Era questo un evento speciale ( ed in parte lo è rimasto ancora ) culminante in un allegro pranzo familiare propiziatorio.
La sagra ripropone quel rito esclusivamente familiare estendendolo in piazza e perseguendo, sin dal suo sorgere, lo spirito guida del no profit. I proventi, infatti, vengono utilizzati per opere di utilità pubblica o devoluti in beneficenza.
Attualmente i proventi delle ultime tre edizioni sono destinati a contribuire al restauro della chiesetta di S. Antonio nel borgo antico. Scopo delle future edizioni sarà quello di creare piccole iniziative ludiche per l’infanzia.
Ritrovarsi in piazza d’inverno a Senerchia è divenuta oramai una tradizione consolidata, che coinvolge il Comprensorio dell’Alta Valle del Sele.
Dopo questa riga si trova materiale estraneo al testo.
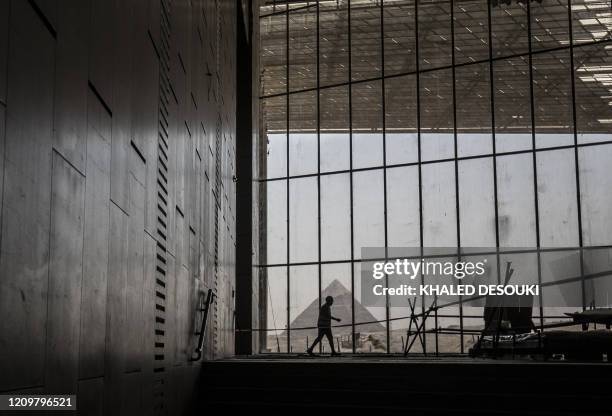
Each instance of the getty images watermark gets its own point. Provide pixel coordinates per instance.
(479, 276)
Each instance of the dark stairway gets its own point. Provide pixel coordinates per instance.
(388, 386)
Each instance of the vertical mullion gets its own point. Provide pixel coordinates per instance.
(534, 161)
(418, 97)
(493, 141)
(350, 96)
(287, 181)
(382, 66)
(452, 18)
(318, 156)
(576, 155)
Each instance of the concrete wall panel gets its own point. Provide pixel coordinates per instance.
(96, 243)
(24, 257)
(116, 212)
(71, 88)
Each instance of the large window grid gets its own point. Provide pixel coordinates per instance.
(523, 142)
La manifestazione è una festa gastronomica all’aperto che entra a far parte di un appuntamento tradizionale per Senerchia, con la promozione presso Enti ed Istituzioni del Comprensorio, al fine di contribuire a rendere viva la presenza di Senerchia nel Territorio.
La festa gastronomica di prodotti esclusivamente nostrani è un ritrovo per degustare salsicce e costate di suino alla brace, soffritto di carne suina e peperoni, un primo piatto tipico locale.